Ways to Measure Center • Mean • The mean is not a resistant measure of center. (sensitive to outliers) • Used mostly with symmetric distributions.
Ways to measure center • Median • Midpoint of a distribution • Median is a resistant measure of center • Used with symmetric or skewed distributions.
Ways to Measure Spread • 1) Range • Highest value – lowest value • Problem: could be based on outliers • 2) Quartiles (for use with median) • pth percentile – value such that p percent of the observations fall at or below it • Q1 (quartile 1): 25th percentile • Median of the first half of the data • Q3 (quartile 3): 75th percentile • Median of the second half of the data
Ways to Measure Spread • 5 Number Summary • Minimum, Q1, median, Q3, maximum • The 5-number summary for a distribution can be illustrated in a boxplot.

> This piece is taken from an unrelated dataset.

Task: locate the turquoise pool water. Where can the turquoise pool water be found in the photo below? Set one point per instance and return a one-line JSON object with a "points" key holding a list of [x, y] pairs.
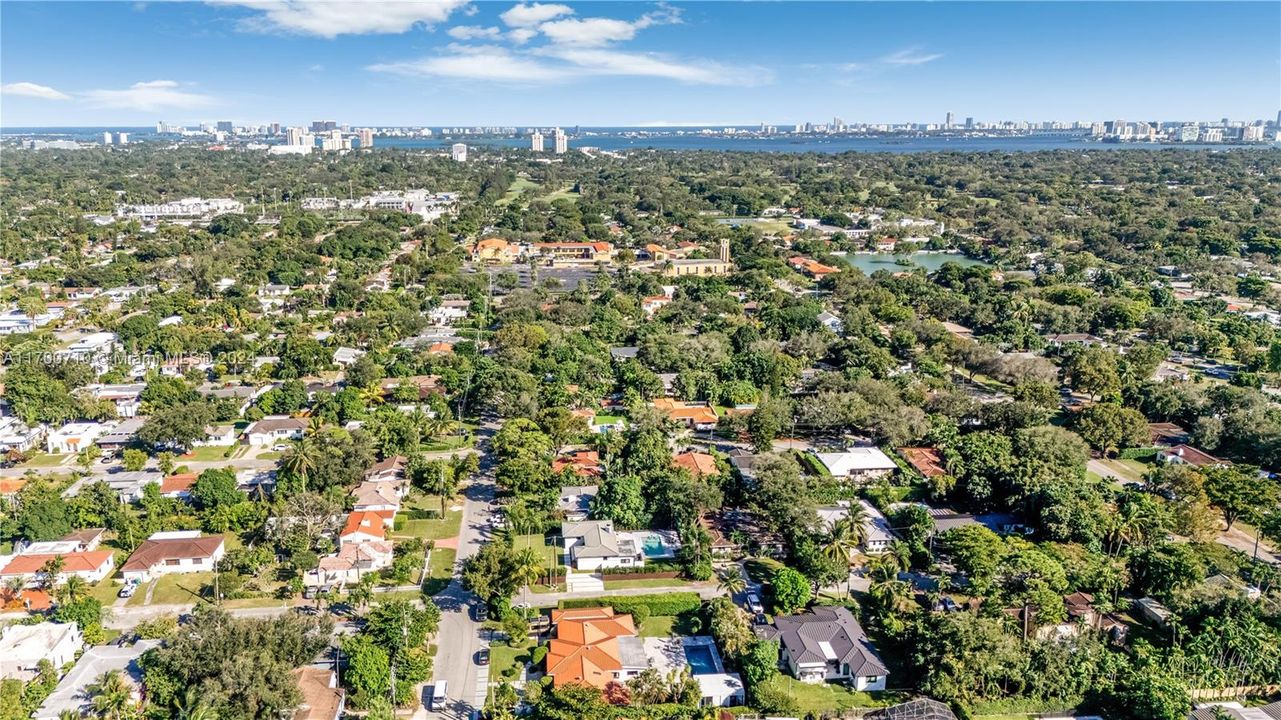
{"points": [[701, 659]]}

1.5 x IQR Rule for Outliers • IQR = Q3 – Q1 (Interquartile Range) • Rule: If an observation falls more than 1.5 x IQR above Q3 or below Q1, then we consider it an outlier. • The 5 Number Summary can be used for distributions which are skewed, or which have strong outliers.
Ways to Measure Spread • Standard deviation (for use with the mean) • Std Dev tells you, on average, how far each observation is from the mean.
Properties of Standard Deviation • s gets larger as the data become more spread out. • Only use mean and std dev for reasonably symmetric distributions which are free of outliers.
Linear Transformation of Data • Xnew = a + bx • The shape of the distribution does not change. • Multiplying each observation by a positive number, b, multiplies both measures of center and measures of spread by b. • Adding the same number, a, to each observation adds a to measures of center and to quartiles, but does not change measures of spread.